Have a question about this project? Sign up for a free GitHub account to open an issue and contact its maintainers and the community.

By clicking “Sign up for GitHub”, you agree to our terms of service and privacy statement. We’ll occasionally send you account related emails.

Already on GitHub?
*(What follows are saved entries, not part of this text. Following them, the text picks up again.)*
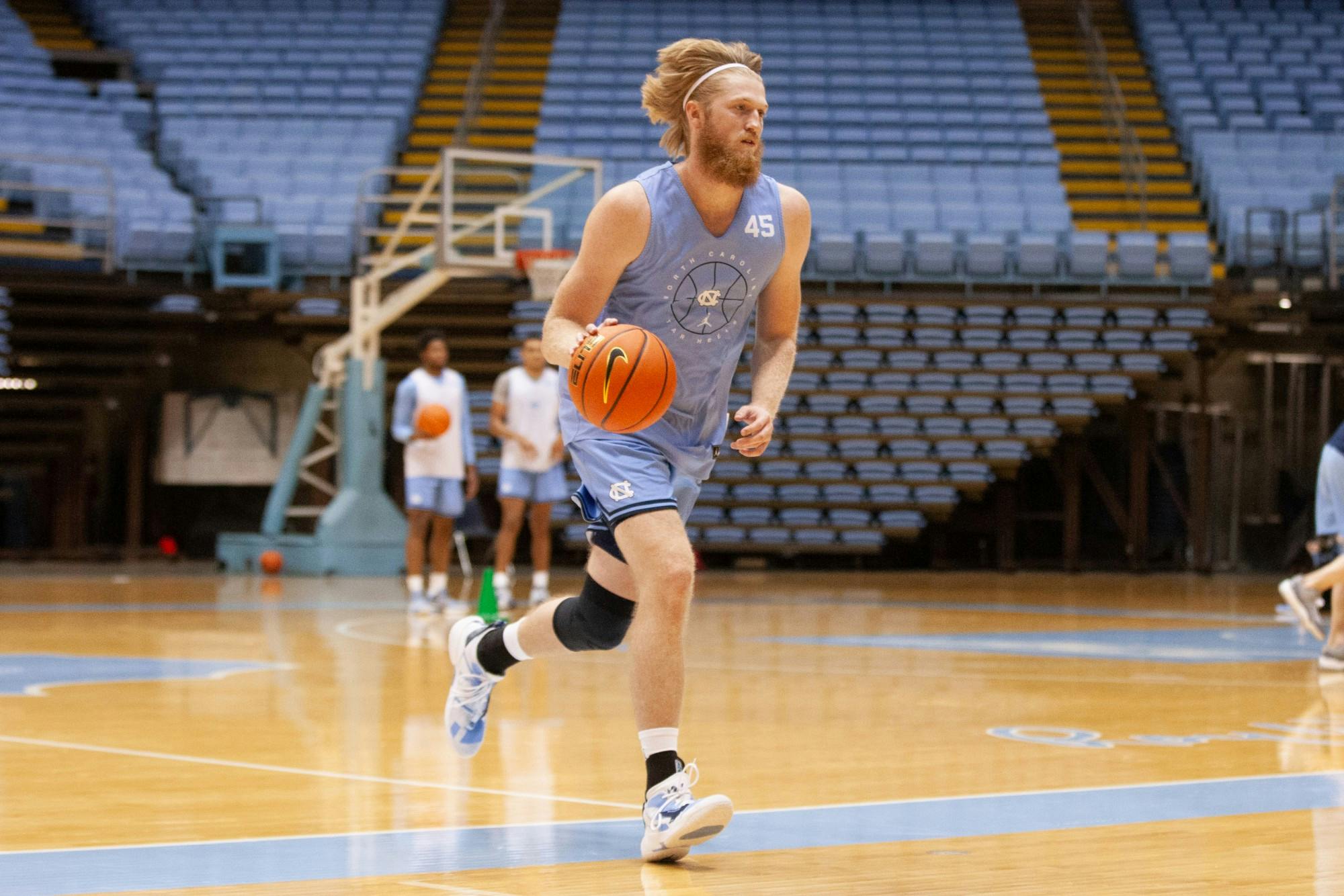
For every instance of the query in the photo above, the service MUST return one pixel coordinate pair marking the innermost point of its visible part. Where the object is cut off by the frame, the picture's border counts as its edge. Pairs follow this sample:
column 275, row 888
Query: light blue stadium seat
column 1138, row 255
column 935, row 253
column 1038, row 255
column 1088, row 253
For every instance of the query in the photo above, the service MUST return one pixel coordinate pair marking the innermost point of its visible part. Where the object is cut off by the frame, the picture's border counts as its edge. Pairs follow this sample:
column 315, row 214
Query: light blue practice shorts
column 540, row 488
column 443, row 498
column 624, row 478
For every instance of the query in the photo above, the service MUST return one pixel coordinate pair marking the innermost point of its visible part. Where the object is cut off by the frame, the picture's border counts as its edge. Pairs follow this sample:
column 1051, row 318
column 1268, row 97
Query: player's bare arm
column 778, row 330
column 614, row 237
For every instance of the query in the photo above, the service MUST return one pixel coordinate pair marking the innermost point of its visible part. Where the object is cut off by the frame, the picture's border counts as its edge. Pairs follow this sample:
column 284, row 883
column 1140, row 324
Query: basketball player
column 525, row 416
column 436, row 468
column 687, row 251
column 1303, row 593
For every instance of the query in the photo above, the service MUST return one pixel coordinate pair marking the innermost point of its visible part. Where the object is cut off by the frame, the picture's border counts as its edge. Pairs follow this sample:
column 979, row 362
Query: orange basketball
column 433, row 420
column 271, row 562
column 623, row 378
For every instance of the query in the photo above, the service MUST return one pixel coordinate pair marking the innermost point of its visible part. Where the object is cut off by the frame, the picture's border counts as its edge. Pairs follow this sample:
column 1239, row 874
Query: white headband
column 708, row 75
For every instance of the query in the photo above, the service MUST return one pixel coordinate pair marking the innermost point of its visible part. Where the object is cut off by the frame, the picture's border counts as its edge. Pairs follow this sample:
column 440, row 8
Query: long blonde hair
column 679, row 65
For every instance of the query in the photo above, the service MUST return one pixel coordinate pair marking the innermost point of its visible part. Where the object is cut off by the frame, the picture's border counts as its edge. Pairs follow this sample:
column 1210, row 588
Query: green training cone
column 487, row 607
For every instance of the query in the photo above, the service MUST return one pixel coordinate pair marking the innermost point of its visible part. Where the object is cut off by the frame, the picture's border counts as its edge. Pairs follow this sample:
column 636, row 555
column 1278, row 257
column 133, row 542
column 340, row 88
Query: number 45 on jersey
column 761, row 226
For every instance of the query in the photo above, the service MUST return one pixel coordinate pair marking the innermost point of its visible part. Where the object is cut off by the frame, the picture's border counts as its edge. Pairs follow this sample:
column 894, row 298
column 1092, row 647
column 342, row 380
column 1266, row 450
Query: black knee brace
column 597, row 620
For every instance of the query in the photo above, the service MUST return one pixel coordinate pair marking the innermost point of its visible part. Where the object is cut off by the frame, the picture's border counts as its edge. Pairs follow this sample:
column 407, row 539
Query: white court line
column 1101, row 791
column 311, row 773
column 447, row 889
column 350, row 631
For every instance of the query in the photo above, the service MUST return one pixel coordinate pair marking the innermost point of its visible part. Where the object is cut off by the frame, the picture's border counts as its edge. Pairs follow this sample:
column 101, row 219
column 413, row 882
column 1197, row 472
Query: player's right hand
column 591, row 331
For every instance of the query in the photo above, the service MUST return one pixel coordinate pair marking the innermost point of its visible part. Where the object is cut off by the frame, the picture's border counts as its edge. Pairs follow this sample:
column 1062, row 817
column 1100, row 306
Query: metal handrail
column 1132, row 162
column 475, row 91
column 106, row 224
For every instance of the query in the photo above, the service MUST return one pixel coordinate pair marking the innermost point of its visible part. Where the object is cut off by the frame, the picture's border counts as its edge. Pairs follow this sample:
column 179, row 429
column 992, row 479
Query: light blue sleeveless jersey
column 697, row 292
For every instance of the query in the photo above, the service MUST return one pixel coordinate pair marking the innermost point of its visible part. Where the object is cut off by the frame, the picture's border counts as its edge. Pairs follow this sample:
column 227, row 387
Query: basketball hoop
column 545, row 268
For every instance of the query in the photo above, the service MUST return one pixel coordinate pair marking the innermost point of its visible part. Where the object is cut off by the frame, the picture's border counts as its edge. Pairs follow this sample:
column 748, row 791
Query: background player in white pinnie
column 440, row 471
column 526, row 417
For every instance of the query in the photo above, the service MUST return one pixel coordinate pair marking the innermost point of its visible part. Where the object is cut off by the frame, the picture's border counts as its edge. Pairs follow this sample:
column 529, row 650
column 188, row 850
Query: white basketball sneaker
column 674, row 820
column 1306, row 605
column 470, row 698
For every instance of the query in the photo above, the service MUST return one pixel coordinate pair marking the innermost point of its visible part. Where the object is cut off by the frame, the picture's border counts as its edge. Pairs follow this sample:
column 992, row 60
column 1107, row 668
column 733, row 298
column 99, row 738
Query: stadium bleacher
column 1255, row 91
column 917, row 131
column 49, row 120
column 275, row 115
column 896, row 413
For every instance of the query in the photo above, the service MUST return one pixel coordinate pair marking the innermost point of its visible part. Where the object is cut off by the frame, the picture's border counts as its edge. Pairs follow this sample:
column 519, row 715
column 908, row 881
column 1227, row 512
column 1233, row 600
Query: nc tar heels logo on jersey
column 708, row 296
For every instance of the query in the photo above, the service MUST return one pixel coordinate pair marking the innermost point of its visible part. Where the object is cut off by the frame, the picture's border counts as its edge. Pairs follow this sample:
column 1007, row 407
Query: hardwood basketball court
column 878, row 734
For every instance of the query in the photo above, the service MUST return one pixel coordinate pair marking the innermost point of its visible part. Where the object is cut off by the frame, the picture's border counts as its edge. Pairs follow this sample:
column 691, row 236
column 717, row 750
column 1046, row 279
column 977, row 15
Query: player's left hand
column 757, row 431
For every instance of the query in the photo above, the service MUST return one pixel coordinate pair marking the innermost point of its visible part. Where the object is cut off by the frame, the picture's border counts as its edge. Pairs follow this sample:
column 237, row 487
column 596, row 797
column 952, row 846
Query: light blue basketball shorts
column 548, row 487
column 439, row 496
column 624, row 478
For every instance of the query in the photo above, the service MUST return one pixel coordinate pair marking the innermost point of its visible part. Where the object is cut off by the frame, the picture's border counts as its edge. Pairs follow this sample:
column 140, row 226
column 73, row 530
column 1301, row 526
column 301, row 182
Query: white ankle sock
column 658, row 741
column 513, row 645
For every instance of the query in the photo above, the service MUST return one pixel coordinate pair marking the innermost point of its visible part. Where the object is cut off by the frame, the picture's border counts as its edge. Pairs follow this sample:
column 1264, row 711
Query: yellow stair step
column 1081, row 71
column 514, row 91
column 515, row 76
column 1080, row 56
column 22, row 228
column 1111, row 186
column 1085, row 85
column 1092, row 148
column 529, row 107
column 1089, row 100
column 1100, row 167
column 443, row 105
column 1132, row 208
column 436, row 123
column 506, row 123
column 1134, row 116
column 1120, row 225
column 41, row 249
column 502, row 142
column 1101, row 132
column 429, row 139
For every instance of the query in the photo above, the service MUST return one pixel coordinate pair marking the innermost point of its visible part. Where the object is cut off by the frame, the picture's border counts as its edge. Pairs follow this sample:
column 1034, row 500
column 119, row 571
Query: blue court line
column 206, row 607
column 1013, row 609
column 1026, row 609
column 450, row 850
column 1247, row 644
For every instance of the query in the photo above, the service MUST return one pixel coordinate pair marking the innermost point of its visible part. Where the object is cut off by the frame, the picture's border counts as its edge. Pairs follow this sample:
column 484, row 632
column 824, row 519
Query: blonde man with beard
column 686, row 251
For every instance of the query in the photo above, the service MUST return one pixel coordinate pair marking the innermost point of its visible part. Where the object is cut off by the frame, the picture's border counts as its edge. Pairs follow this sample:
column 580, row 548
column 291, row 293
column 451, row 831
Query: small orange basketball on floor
column 272, row 562
column 433, row 420
column 623, row 378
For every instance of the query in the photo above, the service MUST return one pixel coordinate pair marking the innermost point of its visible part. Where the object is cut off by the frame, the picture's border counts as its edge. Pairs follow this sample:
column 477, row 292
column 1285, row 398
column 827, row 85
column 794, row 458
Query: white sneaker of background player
column 503, row 592
column 674, row 820
column 470, row 698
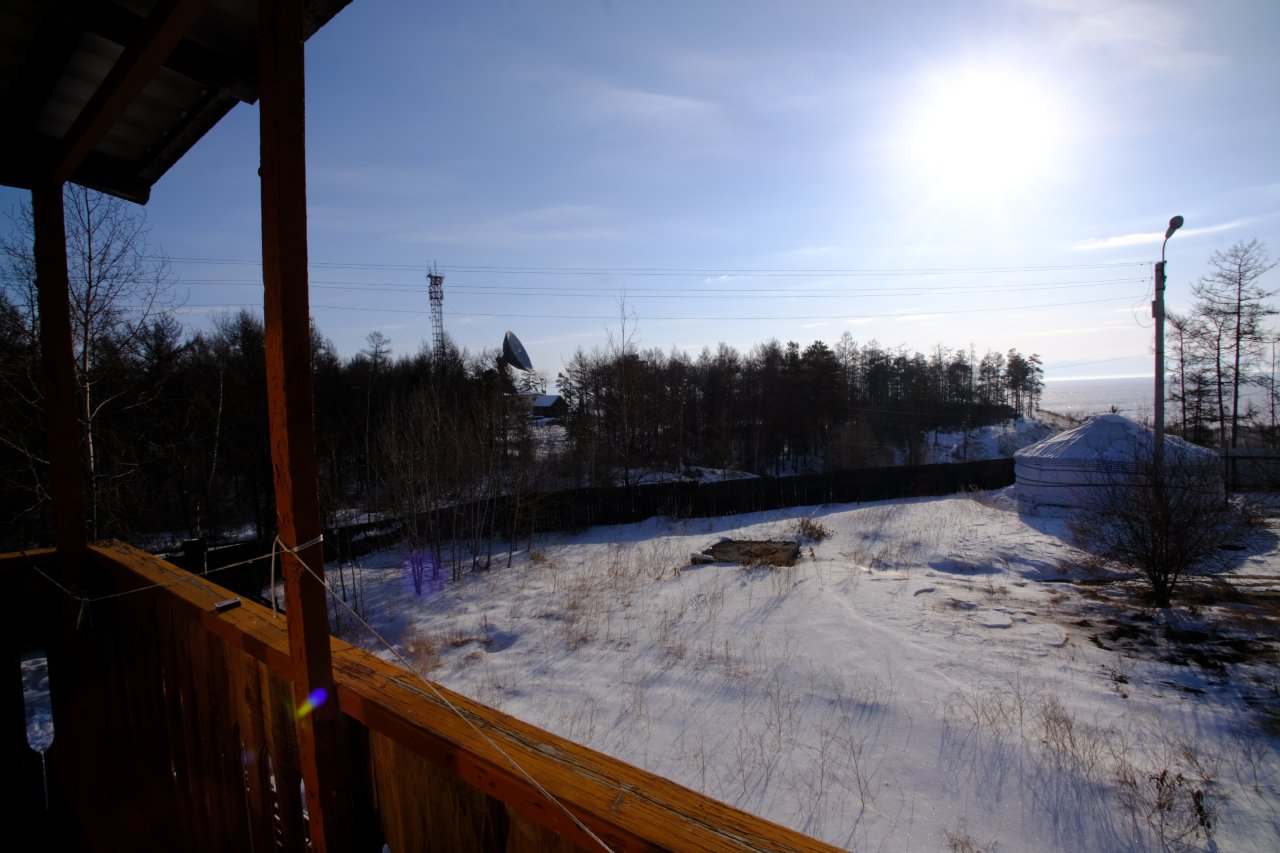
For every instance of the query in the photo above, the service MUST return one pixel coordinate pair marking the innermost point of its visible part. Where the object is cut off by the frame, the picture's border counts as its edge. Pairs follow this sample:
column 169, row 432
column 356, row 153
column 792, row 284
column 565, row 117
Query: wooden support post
column 63, row 644
column 59, row 369
column 288, row 386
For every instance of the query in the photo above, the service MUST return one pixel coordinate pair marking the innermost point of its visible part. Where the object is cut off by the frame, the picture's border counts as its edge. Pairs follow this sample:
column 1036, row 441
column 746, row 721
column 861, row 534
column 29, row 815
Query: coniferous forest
column 176, row 425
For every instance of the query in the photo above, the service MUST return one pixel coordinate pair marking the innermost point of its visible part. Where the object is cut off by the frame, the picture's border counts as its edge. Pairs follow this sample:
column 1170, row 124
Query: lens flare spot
column 314, row 701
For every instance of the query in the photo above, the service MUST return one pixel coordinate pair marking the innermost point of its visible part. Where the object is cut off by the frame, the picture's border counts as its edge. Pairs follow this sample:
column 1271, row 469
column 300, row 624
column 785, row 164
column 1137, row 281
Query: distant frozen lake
column 1130, row 396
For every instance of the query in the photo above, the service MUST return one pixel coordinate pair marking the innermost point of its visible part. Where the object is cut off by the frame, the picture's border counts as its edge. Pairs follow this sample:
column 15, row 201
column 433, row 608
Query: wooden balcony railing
column 181, row 733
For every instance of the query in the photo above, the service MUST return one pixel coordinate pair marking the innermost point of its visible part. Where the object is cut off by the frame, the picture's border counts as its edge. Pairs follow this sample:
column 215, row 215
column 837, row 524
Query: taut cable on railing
column 92, row 600
column 278, row 544
column 443, row 698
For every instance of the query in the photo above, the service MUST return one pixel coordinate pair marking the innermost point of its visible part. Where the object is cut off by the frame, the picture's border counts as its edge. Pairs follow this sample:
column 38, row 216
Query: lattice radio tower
column 435, row 295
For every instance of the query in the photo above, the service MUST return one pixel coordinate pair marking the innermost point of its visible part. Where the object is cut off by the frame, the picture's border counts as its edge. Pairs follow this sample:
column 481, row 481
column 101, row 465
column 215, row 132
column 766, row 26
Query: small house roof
column 110, row 94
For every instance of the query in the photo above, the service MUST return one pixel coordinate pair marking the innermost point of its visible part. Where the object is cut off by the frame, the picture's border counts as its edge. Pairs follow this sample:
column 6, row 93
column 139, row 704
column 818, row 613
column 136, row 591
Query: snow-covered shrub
column 808, row 529
column 1164, row 521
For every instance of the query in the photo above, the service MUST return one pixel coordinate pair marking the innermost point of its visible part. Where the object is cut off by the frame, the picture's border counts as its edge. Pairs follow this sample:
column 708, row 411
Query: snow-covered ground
column 688, row 474
column 937, row 670
column 984, row 442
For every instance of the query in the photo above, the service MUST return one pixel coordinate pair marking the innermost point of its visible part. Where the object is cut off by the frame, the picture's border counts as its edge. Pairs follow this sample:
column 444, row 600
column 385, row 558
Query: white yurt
column 1070, row 469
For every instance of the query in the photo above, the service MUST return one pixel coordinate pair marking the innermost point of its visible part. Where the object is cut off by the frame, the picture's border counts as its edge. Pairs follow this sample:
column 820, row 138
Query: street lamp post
column 1157, row 311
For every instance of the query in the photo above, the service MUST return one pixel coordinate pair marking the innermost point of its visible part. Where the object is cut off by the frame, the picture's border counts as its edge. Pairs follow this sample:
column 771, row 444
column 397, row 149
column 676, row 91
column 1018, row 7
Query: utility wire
column 922, row 311
column 684, row 292
column 744, row 272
Sign in to your account

Improve substring search performance for corner cases #11

Open
bluss opened this issue Jul 29, 2015 · 24 comments
Open

Improve substring search performance for corner cases #11

bluss opened this issue Jul 29, 2015 · 24 comments

Comments

@bluss
Copy link
Contributor

bluss commented Jul 29, 2015

I've subjected jetscii 0.3.1 to a benchmark suite of just a few pathological examples for substring search.

_jetscii benches very well_, there's just evidence of pathlogical cases

Result (may be noisy, i.e. individual benchmarks may be flukes)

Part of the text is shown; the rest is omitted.